После ночной бессонницы и короткого предутреннего забытья утро, и без того серое, показалось ему особенно серым и мглистым.
Серым был помятый и исхоженный челябинский снег, серыми были вставшие впереди горы Урала, серым (может быть, от усталости) было лицо начальника Южно-Уральской дороги, к которому явился Лунин.
— Вы ведь не хуже меня представляете, что значит Урал и что значит километровый состав весом в пять тысяч тонн.
— Ну вот и везите по частям.
— Слишком большая потеря времени.
— А если станете где-нибудь на подъеме? Тогда все равно придется выводить с перегона на станцию отдельными частями. Тогда это будет не просто потеря времени: вы парализуете все движение.
— Я вас прошу дать мне два паровоза, и тогда…
— Как же это — два?
— Очень просто. Три паровоза будут в голове, и один будет толкать.
— Но таких правил нет! Я вам сказал: везите по частям.
— А я вам сказал: кусками таскать я не хочу.
Усталое лицо начальника дороги выразило некоторое удивление.
— Как же это понять — «не хочу»? А если надо?
— Надо время не терять, вот что надо! Я же вам объяснил, — продолжал Лунин с возбуждением, — нужны два паровоза. Своего напарника я пошлю в хвост, пусть он толкает, а три паровоза — в голове.
Еще машиниста-инструктора возьму, чтобы вы были спокойны.
— Один паровоз я вам дать могу, — устало, но твердо ответил начальник дороги, ничуть не сдвинутый с прежней точки, будто и не было лунинских аргументов.

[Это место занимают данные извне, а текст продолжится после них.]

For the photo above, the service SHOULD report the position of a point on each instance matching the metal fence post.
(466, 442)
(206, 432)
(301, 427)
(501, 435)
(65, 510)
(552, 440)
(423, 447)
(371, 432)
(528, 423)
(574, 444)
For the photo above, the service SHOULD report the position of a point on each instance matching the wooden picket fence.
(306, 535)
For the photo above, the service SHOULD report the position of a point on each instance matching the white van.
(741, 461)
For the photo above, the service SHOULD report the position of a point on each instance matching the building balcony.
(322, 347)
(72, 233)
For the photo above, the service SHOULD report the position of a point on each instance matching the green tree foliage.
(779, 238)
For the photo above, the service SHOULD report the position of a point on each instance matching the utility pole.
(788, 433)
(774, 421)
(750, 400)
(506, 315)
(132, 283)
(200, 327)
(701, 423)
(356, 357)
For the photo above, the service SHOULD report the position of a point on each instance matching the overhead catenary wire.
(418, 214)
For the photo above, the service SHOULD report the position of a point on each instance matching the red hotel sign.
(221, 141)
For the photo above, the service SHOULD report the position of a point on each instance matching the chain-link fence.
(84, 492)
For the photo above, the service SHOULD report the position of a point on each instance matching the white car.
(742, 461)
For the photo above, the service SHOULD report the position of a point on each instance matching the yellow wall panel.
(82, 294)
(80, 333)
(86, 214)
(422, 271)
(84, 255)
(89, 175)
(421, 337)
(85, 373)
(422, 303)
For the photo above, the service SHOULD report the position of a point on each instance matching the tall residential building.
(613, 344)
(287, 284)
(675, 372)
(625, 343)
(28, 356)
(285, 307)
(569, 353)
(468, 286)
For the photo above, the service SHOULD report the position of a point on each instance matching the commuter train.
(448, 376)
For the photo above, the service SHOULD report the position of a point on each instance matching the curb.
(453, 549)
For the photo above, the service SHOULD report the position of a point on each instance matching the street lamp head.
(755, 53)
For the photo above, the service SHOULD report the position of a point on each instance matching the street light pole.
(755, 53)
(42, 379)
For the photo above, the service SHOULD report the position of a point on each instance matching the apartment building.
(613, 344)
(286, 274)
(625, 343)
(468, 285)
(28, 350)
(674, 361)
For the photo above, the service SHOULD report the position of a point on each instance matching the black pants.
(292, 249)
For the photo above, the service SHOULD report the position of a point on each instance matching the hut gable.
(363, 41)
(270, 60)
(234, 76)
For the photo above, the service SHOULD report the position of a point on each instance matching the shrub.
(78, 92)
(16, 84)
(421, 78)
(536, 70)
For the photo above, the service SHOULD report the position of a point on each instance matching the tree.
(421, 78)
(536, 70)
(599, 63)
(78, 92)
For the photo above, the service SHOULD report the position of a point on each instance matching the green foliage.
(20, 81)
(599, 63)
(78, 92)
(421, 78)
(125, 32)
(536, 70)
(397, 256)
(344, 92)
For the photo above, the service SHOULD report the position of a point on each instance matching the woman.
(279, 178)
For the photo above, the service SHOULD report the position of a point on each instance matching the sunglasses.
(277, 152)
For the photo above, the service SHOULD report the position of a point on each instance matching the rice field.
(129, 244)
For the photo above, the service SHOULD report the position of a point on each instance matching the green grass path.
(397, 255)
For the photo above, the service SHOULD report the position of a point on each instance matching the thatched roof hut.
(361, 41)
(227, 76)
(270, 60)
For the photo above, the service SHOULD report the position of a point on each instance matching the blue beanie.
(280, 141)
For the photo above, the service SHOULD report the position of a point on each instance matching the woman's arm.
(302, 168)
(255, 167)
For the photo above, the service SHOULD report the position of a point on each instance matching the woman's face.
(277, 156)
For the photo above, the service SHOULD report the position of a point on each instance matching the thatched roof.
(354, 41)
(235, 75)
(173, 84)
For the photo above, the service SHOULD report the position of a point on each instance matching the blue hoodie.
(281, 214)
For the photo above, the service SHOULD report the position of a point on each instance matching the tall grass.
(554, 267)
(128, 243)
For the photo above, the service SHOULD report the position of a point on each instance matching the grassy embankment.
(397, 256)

— Когда я вам говорю, что мне нужны два! — Лунин даже задохнулся от обиды.
— А два — это против правил.
— Вы можете мне объяснить, — с трудом осадил Лунин закипавшую ярость, — чего вы боитесь? Если я повезу по частям, это же чудовищно много времени займет!

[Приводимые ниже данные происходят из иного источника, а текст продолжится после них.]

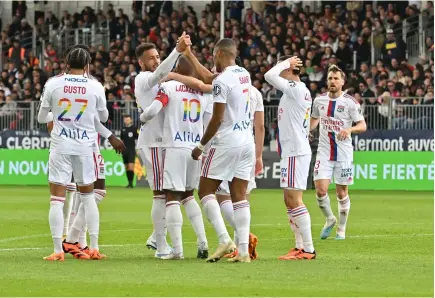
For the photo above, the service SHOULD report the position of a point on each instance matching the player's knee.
(321, 192)
(341, 192)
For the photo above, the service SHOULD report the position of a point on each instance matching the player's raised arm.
(44, 114)
(166, 66)
(103, 112)
(203, 73)
(190, 82)
(273, 76)
(159, 103)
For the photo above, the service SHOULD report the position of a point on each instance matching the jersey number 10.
(83, 102)
(188, 107)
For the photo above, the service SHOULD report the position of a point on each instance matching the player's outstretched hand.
(196, 153)
(258, 166)
(295, 62)
(343, 134)
(169, 77)
(117, 144)
(183, 43)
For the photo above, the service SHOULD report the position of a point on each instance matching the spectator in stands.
(17, 53)
(393, 48)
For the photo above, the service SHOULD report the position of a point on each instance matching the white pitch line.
(192, 242)
(5, 240)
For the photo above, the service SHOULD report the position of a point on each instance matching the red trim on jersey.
(163, 98)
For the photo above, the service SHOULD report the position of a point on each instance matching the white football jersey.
(294, 120)
(231, 87)
(150, 134)
(74, 101)
(183, 114)
(335, 115)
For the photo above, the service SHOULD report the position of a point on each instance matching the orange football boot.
(253, 240)
(60, 256)
(74, 249)
(231, 254)
(292, 252)
(94, 254)
(303, 255)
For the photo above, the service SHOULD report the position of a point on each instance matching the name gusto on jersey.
(74, 89)
(332, 125)
(77, 80)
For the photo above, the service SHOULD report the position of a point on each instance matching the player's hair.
(142, 48)
(239, 61)
(228, 46)
(285, 57)
(334, 68)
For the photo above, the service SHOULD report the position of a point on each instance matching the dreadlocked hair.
(334, 68)
(78, 58)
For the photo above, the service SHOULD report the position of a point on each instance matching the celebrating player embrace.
(75, 102)
(335, 112)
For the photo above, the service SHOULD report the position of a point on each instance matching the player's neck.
(228, 63)
(76, 72)
(294, 78)
(335, 95)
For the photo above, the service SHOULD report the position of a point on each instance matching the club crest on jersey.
(216, 90)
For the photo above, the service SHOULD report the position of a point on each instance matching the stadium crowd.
(263, 31)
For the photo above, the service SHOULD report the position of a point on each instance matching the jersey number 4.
(68, 102)
(188, 108)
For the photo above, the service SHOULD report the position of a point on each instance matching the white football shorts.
(100, 172)
(61, 167)
(152, 158)
(224, 188)
(294, 172)
(181, 172)
(339, 172)
(227, 163)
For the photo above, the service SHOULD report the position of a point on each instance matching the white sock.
(193, 212)
(68, 205)
(214, 216)
(325, 205)
(228, 214)
(343, 213)
(298, 237)
(92, 217)
(302, 220)
(55, 219)
(174, 222)
(158, 212)
(78, 227)
(74, 210)
(242, 218)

— Много, но все же меньше, чем если станете на перегоне, — все так же бесстрастно и устало отразил начальник дороги.
— Нет, это бесполезный разговор. — Лунин вспыхнул. — Скажите, с кем я еще могу здесь говорить, кроме вас?
— Я же вам даю один паровоз, и вы сможете по частям.
— Вы что же, смеетесь надо мной или издеваетесь? — голос Лунина прозвучал вдруг тихо и тоже устало. — Ведь я у вас не невозможного прошу. Только два паровоза, и ничего больше. Я проехал больше двух тысяч километров, и до сих пор мне никто не говорил о правилах.
— Вероятно, потому, что вы их не преступали.
— Что делать, — усмехнулся Лунин, — пять тысяч тонн — это тоже против правил. Однако против этого вы же не возражаете.
— Будь моя воля — я бы возражал, так как…
— Я бы тоже возражал! — перекрыл Лунин. — Я бы и против войны возражал! И против того, что Москва… в опасности…
— Не надо волноваться перед дорогой.
— Это против правил?
— Ну, а если я вам дам два паровоза и вы повезете все сразу и подведете меня, тогда что?
— Тогда ссылайтесь на меня, — устало ответил Лунин. — Скажите, что я убедил, заставил вас. Я подтвержу.
— Но как же машинист может заставить начальника дороги? Это ведь тоже против правил.
— А убедить вас?
— Убедить меня можно только делом.
— Ну, значит, сошлись. — Лунин тяжело выдохнул воздух. — У меня ведь тоже только одно желание — убедить вас делом. А что касается правил, обернулся он уже от двери, то я думаю, что Москве нужнее сейчас уголь без правил, чем правила без угля. Согласны?
— Может быть, вы и правы. Но я плохо делаю, что соглашаюсь с вами.
— Почему же?
— Это… в известной мере против правил, — устало улыбнулся начальник дороги.
— Так что же для чего существует? Люди для правил или правила для людей?
— Может быть, вы и правы, — повторил начальник дороги. — Но я не должен был бы соглашаться с вами. Когда выезжаете?
— В 12.35…
— В 12.35… Через полчаса, значит. Я не буду вам ничего желать, дабы не сглазить. Хотя правильнее всего было бы пожелать вам.
— Удачи?
— Нет, в первую голову благоразумия.
— Никогда толком не понимал, что значит это слово, — повернулся от двери Лунин. — Мне кажется, оно скорее ругательное. — А вы-то сами, — прибавил он дерзко, взглянув на начальника дороги, — благо разумный человек?
— Нет. К сожалению, нет. Иначе я бы в известных случаях говорил и действовал по-другому.
— То есть быстрее бы принимали решения?
— Я принимал бы только благоразумные решения, — ответил он, поглядев в глаза Лунину.
Был в этом взгляде укор, но этот укор больше, чем что-либо иное, убеждал Лунина в одержанной победе.